Nurses and midwives are meeting for the INMO’s Annual Delegate Conference today (Wednesday) until Friday 5th May in Sligo.
Delegates will debate over 40 motions on topics including:
- Providing a safe working environment for nurses and midwives and other staff;
- The increasing cost of living;
- Recruitment and Retention of nurses and midwives;
- Implementation of Sláintecare;
- The impact of long COVID.
The conference will also be addressed by the Minister for Health, Stephen Donnelly, on Friday.
The theme of this year’s conference is “Experts in Care – Now - Recognise and Reward.”
INMO General Secretary, Phil Ní Sheaghdha, said:
It has been an extremely busy and difficult year for our members who have had to deal with the ongoing issues stemming from COVID, hospital overcrowding and now sharp rises in the cost of living.
COVID exposed and exacerbated many of the long-standing issues that exist within the Irish health service. While hospitals are places of care, for most of our members it is their place of work. It is the duty of the HSE as an employer to ensure that the issues that make the workplace unsafe, namely overcrowding, are tackled. Nurses want and need workplaces that are well ventilated, safe from verbal and physical assaults.
Nurses are not just feeling the pressure in their workplace. The cost of just getting to work, especially for those that work in the community, is spiralling. As a member of the Irish Congress of Trade Unions Public Service Committee, I am calling on Government to begin talks as allowed for under the current public sector pay agreement, Building Momentum, in order to bring some relief to our nursing and midwives.

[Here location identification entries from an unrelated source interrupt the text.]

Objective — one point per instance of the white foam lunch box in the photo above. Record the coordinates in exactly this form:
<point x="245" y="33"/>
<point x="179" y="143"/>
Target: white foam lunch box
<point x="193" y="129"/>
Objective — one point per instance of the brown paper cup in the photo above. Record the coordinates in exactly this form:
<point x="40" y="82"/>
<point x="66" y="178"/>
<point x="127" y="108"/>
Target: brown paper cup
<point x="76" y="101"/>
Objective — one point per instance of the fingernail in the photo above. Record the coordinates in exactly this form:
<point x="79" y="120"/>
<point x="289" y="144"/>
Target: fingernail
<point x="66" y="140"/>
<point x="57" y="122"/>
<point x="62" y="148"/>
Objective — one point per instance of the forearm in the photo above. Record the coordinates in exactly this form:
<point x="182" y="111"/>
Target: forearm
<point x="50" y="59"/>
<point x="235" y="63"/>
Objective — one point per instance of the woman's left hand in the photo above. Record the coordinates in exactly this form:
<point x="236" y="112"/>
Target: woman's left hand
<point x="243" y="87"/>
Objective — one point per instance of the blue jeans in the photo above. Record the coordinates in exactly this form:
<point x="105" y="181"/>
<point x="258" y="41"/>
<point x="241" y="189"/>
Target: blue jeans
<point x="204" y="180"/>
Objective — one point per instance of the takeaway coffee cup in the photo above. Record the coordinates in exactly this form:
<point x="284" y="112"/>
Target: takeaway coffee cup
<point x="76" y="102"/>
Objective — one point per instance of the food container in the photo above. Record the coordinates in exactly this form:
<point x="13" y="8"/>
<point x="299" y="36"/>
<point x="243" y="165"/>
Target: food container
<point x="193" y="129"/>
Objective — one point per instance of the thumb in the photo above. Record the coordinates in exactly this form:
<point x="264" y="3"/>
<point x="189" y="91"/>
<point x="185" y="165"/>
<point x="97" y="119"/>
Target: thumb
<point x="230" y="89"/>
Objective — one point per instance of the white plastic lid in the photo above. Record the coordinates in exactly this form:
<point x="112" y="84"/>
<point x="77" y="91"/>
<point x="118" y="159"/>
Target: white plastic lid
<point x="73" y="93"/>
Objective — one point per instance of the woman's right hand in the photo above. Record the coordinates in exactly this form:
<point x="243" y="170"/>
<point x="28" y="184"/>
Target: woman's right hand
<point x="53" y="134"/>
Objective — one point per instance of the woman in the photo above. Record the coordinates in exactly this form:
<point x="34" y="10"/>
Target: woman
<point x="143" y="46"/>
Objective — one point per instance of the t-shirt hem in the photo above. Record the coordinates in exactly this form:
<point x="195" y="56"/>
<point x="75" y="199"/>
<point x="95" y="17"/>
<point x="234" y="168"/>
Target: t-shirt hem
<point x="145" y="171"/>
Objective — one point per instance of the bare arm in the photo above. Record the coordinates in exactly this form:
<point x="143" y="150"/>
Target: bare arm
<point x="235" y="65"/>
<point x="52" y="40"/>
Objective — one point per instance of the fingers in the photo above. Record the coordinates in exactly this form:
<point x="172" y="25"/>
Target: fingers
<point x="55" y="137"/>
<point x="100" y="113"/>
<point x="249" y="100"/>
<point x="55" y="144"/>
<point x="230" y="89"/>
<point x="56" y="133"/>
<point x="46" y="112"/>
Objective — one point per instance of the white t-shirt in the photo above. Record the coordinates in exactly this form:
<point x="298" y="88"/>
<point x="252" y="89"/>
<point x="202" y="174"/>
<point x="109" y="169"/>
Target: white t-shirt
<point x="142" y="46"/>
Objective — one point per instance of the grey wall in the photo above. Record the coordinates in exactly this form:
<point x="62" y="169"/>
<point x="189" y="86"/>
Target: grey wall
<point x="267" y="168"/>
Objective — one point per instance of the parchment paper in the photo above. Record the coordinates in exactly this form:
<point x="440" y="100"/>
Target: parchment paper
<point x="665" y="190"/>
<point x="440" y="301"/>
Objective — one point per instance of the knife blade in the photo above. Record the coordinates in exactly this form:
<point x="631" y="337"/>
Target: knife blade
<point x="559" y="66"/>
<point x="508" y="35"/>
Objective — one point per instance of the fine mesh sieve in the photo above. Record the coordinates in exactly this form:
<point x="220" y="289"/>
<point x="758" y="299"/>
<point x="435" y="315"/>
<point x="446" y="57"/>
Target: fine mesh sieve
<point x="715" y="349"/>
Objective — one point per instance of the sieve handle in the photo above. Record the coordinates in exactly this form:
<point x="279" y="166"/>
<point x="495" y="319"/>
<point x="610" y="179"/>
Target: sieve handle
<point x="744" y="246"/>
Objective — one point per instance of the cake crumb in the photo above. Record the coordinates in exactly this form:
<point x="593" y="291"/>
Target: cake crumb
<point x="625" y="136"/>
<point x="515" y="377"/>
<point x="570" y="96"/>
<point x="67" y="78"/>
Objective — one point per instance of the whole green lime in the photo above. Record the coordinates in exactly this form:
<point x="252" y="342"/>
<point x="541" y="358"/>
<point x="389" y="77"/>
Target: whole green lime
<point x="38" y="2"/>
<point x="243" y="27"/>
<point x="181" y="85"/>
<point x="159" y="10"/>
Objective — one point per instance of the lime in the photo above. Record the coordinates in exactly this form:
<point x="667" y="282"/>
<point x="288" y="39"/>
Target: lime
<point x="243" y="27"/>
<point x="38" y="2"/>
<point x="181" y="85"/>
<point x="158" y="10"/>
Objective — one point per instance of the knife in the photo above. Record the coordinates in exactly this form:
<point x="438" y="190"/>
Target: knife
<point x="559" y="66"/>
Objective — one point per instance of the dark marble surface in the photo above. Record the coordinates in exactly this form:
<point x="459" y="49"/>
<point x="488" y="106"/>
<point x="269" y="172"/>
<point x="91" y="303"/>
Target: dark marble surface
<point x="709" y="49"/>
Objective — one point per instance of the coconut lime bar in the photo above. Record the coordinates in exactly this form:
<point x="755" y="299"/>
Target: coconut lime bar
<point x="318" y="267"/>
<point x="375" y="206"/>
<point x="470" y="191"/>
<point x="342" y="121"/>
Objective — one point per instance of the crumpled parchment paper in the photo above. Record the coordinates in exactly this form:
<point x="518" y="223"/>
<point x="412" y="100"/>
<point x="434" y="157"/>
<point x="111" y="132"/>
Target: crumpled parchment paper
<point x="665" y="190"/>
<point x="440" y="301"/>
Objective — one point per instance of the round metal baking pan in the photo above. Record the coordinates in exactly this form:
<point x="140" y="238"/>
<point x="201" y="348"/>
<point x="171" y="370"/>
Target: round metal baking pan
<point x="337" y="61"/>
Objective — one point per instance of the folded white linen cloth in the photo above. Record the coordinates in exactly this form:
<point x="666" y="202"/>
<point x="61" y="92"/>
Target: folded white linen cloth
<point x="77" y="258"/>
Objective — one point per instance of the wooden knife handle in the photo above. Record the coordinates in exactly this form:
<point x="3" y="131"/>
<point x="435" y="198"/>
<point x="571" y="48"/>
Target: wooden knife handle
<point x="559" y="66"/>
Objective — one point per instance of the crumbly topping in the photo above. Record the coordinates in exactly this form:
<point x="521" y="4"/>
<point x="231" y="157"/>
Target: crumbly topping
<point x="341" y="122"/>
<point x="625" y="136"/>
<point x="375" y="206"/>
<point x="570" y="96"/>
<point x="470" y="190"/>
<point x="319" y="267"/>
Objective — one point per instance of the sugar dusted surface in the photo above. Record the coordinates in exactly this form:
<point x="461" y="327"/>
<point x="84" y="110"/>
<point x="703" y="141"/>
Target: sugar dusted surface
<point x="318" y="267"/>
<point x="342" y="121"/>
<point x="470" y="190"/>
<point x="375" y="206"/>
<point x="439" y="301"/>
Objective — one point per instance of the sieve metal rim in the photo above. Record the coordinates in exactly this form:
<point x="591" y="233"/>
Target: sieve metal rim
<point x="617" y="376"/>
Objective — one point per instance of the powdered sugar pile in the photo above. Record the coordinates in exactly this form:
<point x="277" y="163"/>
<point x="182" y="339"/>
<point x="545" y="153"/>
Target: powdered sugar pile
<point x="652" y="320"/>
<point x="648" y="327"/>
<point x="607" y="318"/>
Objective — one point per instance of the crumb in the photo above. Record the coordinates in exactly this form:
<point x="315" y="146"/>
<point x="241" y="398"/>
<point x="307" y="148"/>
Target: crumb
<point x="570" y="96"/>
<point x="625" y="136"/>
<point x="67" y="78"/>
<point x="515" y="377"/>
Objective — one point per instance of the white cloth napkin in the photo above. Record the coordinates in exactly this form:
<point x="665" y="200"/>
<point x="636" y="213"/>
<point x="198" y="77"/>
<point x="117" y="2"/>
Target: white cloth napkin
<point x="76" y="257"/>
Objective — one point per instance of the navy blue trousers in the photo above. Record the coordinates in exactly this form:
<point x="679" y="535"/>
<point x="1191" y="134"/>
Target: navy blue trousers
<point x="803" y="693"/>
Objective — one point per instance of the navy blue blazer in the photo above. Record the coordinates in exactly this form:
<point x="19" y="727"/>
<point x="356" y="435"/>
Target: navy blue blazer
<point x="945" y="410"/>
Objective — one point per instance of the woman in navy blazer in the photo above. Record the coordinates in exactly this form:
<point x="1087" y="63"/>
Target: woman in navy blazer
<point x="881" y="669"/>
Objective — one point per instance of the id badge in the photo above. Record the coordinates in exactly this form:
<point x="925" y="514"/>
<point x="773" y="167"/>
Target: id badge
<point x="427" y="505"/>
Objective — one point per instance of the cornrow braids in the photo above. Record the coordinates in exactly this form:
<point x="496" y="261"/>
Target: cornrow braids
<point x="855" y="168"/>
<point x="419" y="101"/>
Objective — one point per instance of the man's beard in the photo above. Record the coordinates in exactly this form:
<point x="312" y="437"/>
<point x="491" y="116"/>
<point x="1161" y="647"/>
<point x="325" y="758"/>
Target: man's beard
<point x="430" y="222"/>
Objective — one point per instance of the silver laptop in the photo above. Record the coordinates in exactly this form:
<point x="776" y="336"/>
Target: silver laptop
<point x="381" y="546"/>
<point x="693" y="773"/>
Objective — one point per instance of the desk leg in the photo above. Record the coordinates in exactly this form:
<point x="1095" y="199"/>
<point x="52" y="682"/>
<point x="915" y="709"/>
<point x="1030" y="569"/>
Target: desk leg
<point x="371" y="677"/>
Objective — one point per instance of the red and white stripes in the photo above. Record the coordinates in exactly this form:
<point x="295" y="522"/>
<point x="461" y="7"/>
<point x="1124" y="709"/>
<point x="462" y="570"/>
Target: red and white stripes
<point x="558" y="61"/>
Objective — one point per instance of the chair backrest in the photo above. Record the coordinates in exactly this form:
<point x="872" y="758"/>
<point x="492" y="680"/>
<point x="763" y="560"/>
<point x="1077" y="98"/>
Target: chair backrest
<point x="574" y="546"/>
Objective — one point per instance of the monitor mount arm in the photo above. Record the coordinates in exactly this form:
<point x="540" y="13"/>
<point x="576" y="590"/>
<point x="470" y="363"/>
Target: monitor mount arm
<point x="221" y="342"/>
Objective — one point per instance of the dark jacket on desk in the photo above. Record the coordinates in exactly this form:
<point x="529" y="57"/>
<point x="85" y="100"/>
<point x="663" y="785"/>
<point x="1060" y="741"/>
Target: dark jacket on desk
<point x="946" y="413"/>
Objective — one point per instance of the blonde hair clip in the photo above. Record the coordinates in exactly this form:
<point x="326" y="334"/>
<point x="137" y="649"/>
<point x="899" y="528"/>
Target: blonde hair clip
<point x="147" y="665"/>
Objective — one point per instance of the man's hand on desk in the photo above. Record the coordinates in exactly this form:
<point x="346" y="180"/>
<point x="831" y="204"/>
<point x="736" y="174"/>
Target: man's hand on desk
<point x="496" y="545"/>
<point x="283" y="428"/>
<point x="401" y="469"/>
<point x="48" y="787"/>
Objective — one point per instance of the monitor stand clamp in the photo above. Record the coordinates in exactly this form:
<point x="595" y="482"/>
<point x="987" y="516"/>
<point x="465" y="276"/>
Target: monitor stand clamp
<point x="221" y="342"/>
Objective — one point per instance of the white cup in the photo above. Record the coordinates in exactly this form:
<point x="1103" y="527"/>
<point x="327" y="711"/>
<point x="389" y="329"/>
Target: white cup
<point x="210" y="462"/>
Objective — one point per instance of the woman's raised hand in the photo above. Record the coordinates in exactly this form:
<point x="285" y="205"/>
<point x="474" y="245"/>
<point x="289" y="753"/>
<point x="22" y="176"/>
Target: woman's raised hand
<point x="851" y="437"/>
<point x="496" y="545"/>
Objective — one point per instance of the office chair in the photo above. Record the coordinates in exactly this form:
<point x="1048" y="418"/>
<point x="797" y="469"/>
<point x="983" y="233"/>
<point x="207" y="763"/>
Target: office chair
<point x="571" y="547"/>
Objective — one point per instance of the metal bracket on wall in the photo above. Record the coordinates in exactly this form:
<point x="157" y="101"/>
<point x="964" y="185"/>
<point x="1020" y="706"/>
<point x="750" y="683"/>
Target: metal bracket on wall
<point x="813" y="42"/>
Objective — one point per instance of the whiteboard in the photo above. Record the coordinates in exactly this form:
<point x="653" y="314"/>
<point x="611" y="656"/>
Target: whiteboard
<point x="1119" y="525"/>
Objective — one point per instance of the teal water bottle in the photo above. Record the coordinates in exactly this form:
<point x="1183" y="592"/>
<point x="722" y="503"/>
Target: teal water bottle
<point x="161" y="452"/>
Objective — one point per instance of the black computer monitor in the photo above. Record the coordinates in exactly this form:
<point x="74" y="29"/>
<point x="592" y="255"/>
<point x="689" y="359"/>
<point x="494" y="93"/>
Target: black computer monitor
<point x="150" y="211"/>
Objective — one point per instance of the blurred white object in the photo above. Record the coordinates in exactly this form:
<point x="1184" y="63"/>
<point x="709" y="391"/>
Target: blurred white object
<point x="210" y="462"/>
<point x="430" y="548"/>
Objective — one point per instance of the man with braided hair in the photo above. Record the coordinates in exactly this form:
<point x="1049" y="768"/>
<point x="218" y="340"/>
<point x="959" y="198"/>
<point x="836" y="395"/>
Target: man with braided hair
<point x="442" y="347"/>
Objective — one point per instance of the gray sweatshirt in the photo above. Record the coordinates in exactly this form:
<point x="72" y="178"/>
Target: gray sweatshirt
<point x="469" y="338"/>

In addition to the conference agenda, The INMO is launching a bespoke training course for Ukrainian nurses who are now in Ireland that will help them continue with their profession while here in Ireland. The INMO has developed a program for overseas nurses which seeks to support their introduction to the Irish health service and working within it. We have amended this program and intend to provide it free of charge to nurses who seek refuge in Ireland from Ukraine but who wish to continue working in their profession. The programme spans tools for safe practice, care planning, medication management, nursing documentation, knowledge of the Irish health service, and working as a professional within it. The costs associated with this program will be fully borne by the INMO.
INMO President, Karen McGowan, said:
Our members are gathering in person for the first time in three years, and in that time, they have worked relentlessly to protect that health of the people of our country. They have worked tirelessly, and as we meet; they are working under severe pressure in an overcrowded health service as well as continuing to deal with COVID.
“They are also working in circumstances where they are suffering the effects of inflation and facing real economic difficulties in providing for themselves and their families in the current economic climate. Our members, as frontline workers who spend most of their income in providing day to day essentials for themselves and their families must not be left to ravages of inflation and this will be a major issue at our conference.
Overall, the expertise of our members has, and will continue, to make an extraordinary contribution to the health and welfare of our society. It is time to recognise and reward that contribution.